Per andare a quantificare l’efficacia contraccettiva delle pillole in generale viene usato l’indice di Pearl che non è altro che un numero che esprime il rischio di incorrere in gravidanze per cento donne in un anno.

Attualmente, la maggioranza delle pillole sono di tipo combinato, ossia contenenti una quota di estrogeno ed una di progestinico, e vengono somministrate con il classico schema di ventuno giorni di assunzione e di sette di sospensione riconosciuti come placebo.

Sono dette monofasiche perché ogni confetto contiene la stessa quantità di estrogeni e progestinici.

Nella pillola estroprogestinica trifasica ci sono invece tre diversi tipi o dosi di compresse da assumersi in successione; le quote di estrogeni e progestinici somministrate variano nelle tre fasi.

Ad oggi sono commercializzate anche forme di pillola estroprogestinica che viene utilizzata in modo continuo fino a tre mesi andando a causare solo quattro mestruazioni in un anno; fa parte di questi anticoncezionali per esempio la pillola contenete levonorgestrel/etinilestradiolo ed estradiolo (150 µg/30 µg + 10 µg).

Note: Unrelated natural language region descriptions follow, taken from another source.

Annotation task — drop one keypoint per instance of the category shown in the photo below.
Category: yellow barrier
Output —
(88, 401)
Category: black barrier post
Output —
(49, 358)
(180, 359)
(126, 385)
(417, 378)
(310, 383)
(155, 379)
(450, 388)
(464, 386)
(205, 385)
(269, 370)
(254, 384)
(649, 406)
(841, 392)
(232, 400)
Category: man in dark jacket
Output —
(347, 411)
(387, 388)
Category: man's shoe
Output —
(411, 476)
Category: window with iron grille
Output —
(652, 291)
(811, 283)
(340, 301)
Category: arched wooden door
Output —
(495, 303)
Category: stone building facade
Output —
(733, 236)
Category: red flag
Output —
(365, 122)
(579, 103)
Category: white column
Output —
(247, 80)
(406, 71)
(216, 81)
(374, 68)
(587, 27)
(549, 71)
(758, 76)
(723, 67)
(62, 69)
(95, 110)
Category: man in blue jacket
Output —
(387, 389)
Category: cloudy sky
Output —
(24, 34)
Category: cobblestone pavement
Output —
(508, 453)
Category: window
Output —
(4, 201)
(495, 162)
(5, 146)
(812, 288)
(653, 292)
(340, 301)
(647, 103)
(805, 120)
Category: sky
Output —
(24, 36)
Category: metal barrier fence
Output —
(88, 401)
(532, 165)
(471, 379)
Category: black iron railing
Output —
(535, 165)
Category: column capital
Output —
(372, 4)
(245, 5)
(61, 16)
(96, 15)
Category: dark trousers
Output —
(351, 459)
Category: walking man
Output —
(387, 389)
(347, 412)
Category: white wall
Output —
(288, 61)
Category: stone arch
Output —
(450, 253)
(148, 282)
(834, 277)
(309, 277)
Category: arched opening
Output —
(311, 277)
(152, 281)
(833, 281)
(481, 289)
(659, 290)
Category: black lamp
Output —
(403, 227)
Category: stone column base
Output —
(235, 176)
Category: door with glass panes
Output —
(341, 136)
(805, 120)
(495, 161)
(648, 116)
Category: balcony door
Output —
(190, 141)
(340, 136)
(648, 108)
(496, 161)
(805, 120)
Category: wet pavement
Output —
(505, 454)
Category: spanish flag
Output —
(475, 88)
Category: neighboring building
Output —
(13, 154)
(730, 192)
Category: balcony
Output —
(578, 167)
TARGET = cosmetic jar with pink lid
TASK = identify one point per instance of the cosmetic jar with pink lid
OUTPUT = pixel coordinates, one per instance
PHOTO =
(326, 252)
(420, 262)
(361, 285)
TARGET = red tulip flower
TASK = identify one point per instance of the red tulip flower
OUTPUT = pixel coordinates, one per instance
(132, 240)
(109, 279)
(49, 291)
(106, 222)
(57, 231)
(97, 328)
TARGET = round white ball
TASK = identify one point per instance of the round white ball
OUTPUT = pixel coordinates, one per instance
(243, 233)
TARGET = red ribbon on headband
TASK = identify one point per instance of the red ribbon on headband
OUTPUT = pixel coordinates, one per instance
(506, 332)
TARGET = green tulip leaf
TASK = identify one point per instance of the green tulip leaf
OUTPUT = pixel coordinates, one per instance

L’efficacia della pillola è assoluta a condizione che si assuma regolarmente e l’incidenza di gravidanze per ogni tipo di pillola combinata corrisponde allo 0.1 su 100 donne alla fine di un anno di utilizzo.

Per quanto riguarda gli effetti terapeutici indipendentemente dalla sua azione contraccettiva, la pillola estroprogestinica ha altri effetti positivi come la regolarizzazione del ciclo mestruale e la riduzione dell’incidenza di alcune patologie ginecologiche.